Otto Keller (O.E. Hasse) becomes increasingly nervous that the priest will break his silence.

One of Hitchcock’s less appreciated films, I Confess begins with a murder in Quebec City followed by a gloriously expressionistic sequence as a figure flees from the crime scene through a maze of dark alleys shot at Dutch angles. The figure is German immigrant and church caretaker Otto Keller (O.E. Hasse), who moments later encounters his employer, Father Mike Logan (Montgomery Clift), and urgently requests the sacrament of confession, during which he informs the priest that he has just murdered a shady attorney named Villette (Ovila Légaré0).

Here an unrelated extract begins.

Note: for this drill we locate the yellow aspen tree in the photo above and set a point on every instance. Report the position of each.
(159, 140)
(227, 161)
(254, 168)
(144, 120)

Bound by the secrecy of the confessional from reporting the crime, Logan is soon pulled into the police investigation, first as a witness but later as a suspect based on circumstantial evidence. Meanwhile, Otto is all too willing to let Logan burn even as his wife Alma (Dolly Haas) feels increasingly guilty. Complicating matters further is the fact that Logan’s best hope for an alibi is Ruth Grandfort (Anne Baxter), the wife of a Quebec legislator who has been in love with Logan since childhood and even cheated on her husband with him days before Logan entered the seminary, as narrated through flashbacks. Some may find the film lacking in typical Hitchcockian suspense but the story is powerfully told, the cast is excellent, and the camera occasionally produces a stunner of a shot, for example when Ruth can be seen dialing the phone while her face and upper body are concealed behind the back of a chair.